Running the gambit of emotions on the golf course is nothing new. We experience elation, frustration, anger, anxiety, fear, and whimsy to name a few. Depending on how invested we are in our game, the extremes of these emotions can be helpful or detrimental to the results. In most cases, golfers tend to lean towards the negative aspects of most situations. These emotions are the strongest (it seems) and quickest to surface. I know this because I have lived many rounds of golf where my emotions have gotten the best of me. Right now, many of you are thinking of a recent situation where your emotions were at their most profound and I bet it focuses on a negative outcome. This is common and not unexpected.
I am not a sports phycologist, but I have played enough golf to understand that emotions can be our friend or foe. I have also experience a situation where an awesome result caused the collapse of my game. Let me explain.
Years ago I was playing in a military regional golf tournament. It was my second time qualifying for the team and I approach the event with the attitude of not wanting to suck.

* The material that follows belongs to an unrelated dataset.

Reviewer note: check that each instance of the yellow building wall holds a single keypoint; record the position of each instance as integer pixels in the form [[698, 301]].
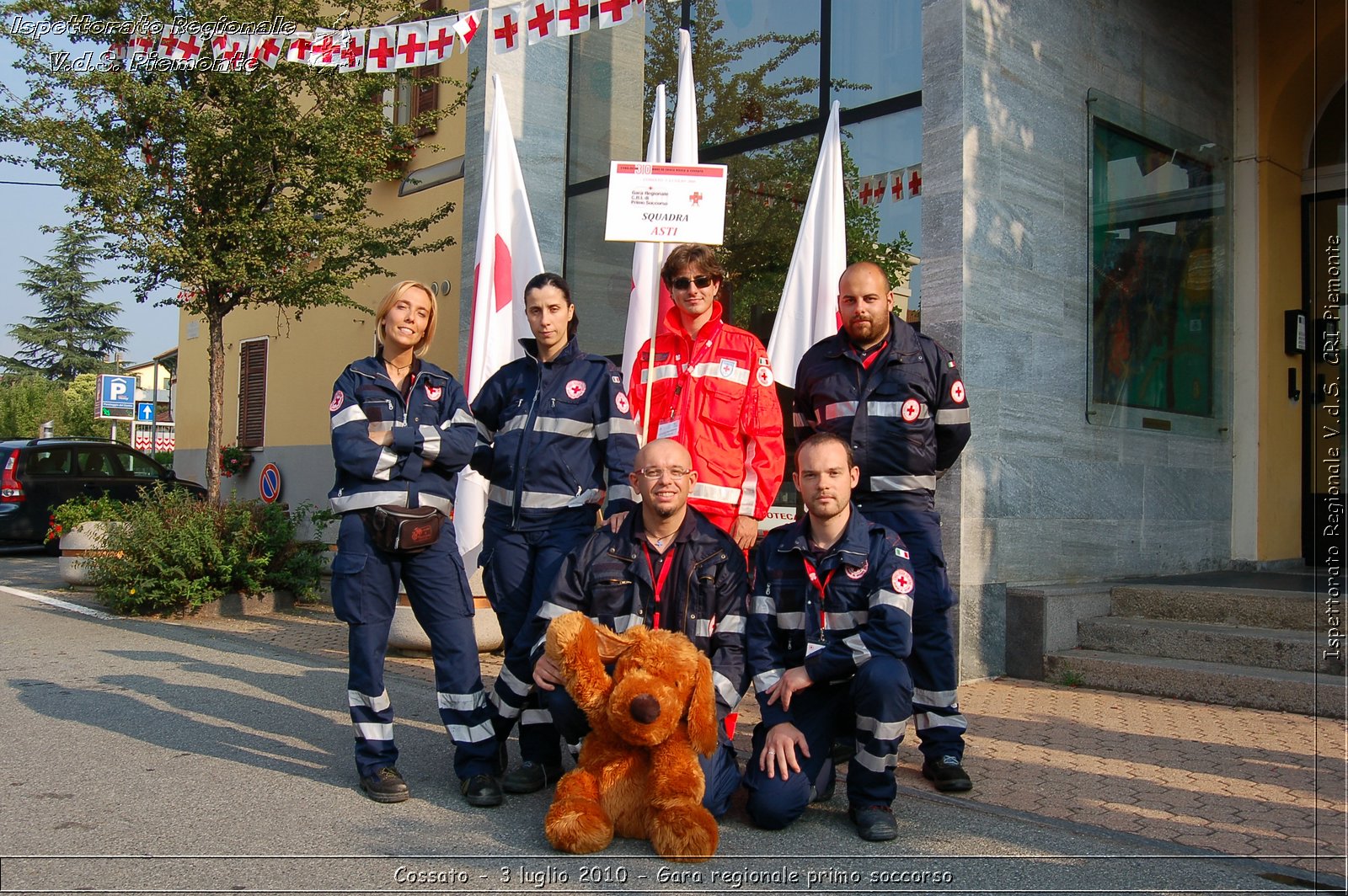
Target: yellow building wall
[[305, 356], [1298, 72]]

I realize that this is the wrong mental approach, but at that time, there is where my mind was situated. During the first round, I was two over after 5 holes. My nerves were just starting to settle as I approached the par 3, 179 yard all carry hole. I selected a 4 iron because I was hitting into the wind. I aimed for the center of the green because it was the safe spot for this challenging shot. As I watched my ball land 8 feet short and slightly left of the pin, I was happy to have hit the green. Suddenly, my ball shot right for the pin and into the cup for my first hole in one! I was so excited I could barely control myself.

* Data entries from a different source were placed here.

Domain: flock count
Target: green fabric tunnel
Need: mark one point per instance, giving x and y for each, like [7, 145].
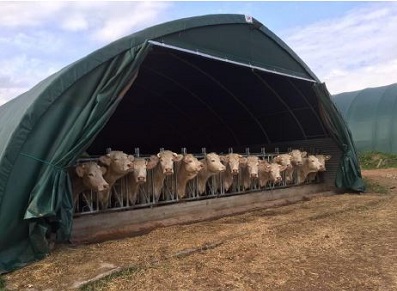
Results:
[215, 81]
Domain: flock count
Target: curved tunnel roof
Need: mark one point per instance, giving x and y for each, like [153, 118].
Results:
[214, 81]
[371, 117]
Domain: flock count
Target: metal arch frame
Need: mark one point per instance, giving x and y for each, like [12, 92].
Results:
[224, 88]
[283, 102]
[156, 43]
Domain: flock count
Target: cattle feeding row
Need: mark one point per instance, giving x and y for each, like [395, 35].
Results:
[117, 179]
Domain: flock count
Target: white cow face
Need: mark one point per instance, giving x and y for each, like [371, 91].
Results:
[139, 170]
[233, 160]
[252, 166]
[214, 163]
[192, 164]
[274, 170]
[167, 159]
[92, 175]
[118, 162]
[296, 157]
[284, 160]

Standing on the next tee, I was still charged up and my emotions were running away with my mental capacity. I could not concentrate and as a result I doubled the next two holes. My elation crashed to deep frustration that I could not shake. Due to my inability to keep my emotions in check, I shot a smooth 17 over on the last 12 holes. I could not shake my emotional roller coaster to the detriment of my score.

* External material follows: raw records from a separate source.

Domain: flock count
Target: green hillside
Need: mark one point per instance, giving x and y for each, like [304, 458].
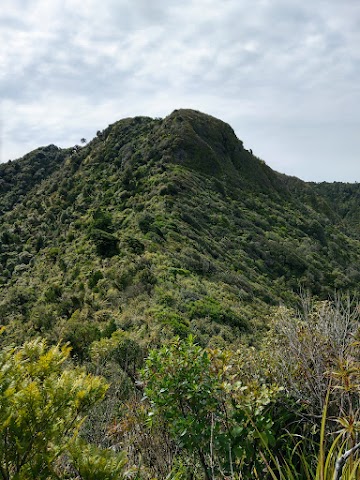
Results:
[164, 227]
[171, 259]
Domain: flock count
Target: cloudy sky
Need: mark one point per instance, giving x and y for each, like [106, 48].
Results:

The above is just one example of how my emotions affected my game. Fortunately, I have learned to control my emotional response to great or poor golf shots. I learned that it is okay to be happy or disappointed, but not to let it override my mental ability to play my next shot. I accept the results and strive to emulate or eradicate the results moving forward. Basically, I focus on being mindful of each shot.
Staying mindful is critical to my game. It empowers my physical play because my mental game is sharp. Understanding this, I make the effort to keep my mind focused on the present. If I am not focusing my awareness on the present moment then why am I on the golf course? My intent is to always play better than the last time out (or the last shot) and this mental attitude has helped me be successful on the links. So, being mindful is a crucial part of my golf game.
The best way to sum up my view on being mindful is:
The emotional highs and lows of playing golf are real. Emotional control is something that every golf must face and master. If we fall prey to our emotional mind on the links, the chances of achieving our intended goals are unlikely. Being mindful takes effort and practice. By consciously staying focused on the present for every shot does take training, but is worth the time spent improving our mental strength on the links. Next time you are playing, give mindfulness a try; it might be the advantage over your playing partners that leads to more victories.
I am a grateful golfer! See you on the links!